Right A/B and left G/H = L1i/BP/Fetch/Decode
Below A/B and G/H = Cache unit and L2
Left A/B and right G/H = Floating point unit
Inside A/B/G/H = Scheduler/Integer Units/Load-store/registers/etc <== Actual core
Eight actual cores.
Let's throw something not x86 into the mix. Here's an Exynos Octa (big-LITTLE design):
Like Sandy Bridge-EP, the cores are obvious.
The design from Core(Chip) Multiprocessing(CMP) to Cluster-based(Chip) Multi-threading(CMT) needs to be displayed.
A CMP module will always have a single core.
A CMT module within the same space as a CMP module will always have 1+x cores.
ieeexplore.ieee.org/document/5746227/authors#authors
None of the citations appear relevant to the court case.
TL;DR: the jury would have to take AMD's word for it.
Look at it this way:
Vishera|1.2|4m/8t|AnandTech
Sandy Bridge|1.16|4c/8t|AnandTech
Ivy Bridgee|1.4|4c/8t|AnandTech
Sandy Bridge-EP|2.27|8c/16t|Overclock
One of these things is not like the other...
You can see performance numbers on the AnandTech link. Hint: i7-3770K 3.5 GHz almost always wins against FX-8350 4.0 GHz and often by a long mile. Why is that? Because Intel beats the hell out of their dual-threaded cores where AMD divided and conquered in their dual-threaded cores.

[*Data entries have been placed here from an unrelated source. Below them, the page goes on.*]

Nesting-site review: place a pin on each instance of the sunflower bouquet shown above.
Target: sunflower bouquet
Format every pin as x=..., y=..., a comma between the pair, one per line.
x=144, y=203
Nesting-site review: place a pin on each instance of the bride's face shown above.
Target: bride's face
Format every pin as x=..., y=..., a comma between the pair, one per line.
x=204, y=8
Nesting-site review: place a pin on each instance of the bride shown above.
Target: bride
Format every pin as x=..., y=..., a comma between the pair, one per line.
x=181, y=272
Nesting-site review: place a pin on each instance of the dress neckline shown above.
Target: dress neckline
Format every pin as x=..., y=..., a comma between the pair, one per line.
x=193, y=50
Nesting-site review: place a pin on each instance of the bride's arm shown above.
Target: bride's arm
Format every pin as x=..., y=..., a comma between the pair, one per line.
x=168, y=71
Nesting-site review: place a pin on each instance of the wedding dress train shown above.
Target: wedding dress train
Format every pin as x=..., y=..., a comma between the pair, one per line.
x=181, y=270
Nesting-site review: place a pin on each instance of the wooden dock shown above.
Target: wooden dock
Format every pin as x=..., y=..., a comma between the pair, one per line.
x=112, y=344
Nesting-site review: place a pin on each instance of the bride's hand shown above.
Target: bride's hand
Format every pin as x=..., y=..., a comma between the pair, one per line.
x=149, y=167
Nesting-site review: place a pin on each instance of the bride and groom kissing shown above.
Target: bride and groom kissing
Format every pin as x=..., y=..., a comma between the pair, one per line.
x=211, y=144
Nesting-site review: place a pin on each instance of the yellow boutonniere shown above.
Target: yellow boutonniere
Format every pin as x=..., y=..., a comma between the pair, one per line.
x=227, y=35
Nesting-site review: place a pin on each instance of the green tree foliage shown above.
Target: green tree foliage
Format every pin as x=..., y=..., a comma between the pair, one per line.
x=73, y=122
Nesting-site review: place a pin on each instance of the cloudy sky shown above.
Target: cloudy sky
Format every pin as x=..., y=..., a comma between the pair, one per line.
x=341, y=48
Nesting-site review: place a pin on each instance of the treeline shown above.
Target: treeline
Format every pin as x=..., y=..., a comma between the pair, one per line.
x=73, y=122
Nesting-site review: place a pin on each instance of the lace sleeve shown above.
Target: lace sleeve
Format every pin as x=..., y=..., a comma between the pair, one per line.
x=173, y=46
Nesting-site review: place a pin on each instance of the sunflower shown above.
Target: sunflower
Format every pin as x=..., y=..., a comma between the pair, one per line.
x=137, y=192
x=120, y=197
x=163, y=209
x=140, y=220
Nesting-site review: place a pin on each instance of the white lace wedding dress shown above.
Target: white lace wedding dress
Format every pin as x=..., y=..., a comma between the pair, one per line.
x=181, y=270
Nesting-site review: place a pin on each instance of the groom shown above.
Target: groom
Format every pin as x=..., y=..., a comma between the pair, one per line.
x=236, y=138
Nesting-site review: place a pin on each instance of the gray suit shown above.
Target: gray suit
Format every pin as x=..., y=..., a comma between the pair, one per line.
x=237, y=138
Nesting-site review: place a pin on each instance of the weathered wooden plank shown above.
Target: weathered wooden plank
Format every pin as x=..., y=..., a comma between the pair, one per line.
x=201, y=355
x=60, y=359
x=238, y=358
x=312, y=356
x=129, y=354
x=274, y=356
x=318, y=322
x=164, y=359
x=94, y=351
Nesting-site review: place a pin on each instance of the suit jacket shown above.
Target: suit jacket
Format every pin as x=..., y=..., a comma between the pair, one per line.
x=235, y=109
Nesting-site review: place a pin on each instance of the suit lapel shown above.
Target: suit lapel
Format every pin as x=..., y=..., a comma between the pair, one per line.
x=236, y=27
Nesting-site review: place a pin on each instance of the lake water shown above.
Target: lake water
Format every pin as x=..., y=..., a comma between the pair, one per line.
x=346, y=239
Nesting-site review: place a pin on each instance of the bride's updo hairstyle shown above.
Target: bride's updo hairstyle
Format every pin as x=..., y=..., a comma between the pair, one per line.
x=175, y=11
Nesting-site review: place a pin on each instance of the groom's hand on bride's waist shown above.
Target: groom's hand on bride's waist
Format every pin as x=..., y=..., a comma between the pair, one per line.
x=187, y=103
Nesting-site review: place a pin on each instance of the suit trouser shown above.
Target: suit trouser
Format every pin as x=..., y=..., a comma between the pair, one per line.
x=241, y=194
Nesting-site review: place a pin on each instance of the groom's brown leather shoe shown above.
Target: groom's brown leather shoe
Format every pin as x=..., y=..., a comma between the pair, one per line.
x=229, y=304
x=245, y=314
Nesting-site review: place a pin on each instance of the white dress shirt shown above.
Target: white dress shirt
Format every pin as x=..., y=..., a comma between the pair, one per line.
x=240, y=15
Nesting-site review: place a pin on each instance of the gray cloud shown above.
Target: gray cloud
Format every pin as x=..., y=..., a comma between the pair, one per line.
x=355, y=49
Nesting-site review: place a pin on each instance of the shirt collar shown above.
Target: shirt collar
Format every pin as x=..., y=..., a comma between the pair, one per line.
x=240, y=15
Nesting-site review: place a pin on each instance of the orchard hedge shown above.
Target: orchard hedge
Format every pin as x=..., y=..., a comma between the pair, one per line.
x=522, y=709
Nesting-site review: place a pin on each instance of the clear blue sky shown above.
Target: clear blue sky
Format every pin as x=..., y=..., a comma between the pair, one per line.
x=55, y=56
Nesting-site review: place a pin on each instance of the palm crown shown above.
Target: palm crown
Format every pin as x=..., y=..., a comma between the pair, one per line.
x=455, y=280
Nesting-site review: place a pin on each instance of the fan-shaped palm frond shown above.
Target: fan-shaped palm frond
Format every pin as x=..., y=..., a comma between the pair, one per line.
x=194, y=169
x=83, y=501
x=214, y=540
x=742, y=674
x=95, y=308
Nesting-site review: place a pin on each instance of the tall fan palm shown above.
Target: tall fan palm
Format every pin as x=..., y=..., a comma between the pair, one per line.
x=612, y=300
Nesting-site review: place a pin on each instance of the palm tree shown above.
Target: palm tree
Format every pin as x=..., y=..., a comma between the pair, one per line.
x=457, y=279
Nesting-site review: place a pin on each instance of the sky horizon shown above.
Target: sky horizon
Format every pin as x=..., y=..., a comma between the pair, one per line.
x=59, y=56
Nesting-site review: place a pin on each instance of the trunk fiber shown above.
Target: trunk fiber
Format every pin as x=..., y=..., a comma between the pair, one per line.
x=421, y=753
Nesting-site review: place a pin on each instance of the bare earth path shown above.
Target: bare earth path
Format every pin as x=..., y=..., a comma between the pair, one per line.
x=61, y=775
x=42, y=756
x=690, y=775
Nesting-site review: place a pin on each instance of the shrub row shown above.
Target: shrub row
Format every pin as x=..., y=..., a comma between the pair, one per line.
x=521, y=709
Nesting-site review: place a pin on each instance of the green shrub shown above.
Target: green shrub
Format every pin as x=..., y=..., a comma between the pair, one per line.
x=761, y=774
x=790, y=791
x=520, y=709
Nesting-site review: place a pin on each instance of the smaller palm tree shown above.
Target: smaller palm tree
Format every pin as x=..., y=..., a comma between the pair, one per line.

When Intel is faced with only a single thread, it pulls out all of the stops to get it done. AMD can't. Even when you async like a boss, AMD's shared nature comes back to haunt it often doing 10-50% worse than it should. Can't win single, can't win dual, can't win in terms of transistor count either (whole reason why AMD pursued it). Zen and Bulldozer proves "conjoined cores" were a bad idea. Isolating hardware resources from threads that could use it makes little sense.
Cores are independent processors. They don't share anything--they communicate via memory subsystems. Each processor pulls the data it needs, executes it, and pushes it back. At no point does one core interfere with another (unless there's some kind of intentional memory lock to prohibit thread cross references). 7zip compression proves Bulldozer "cores" are not independent.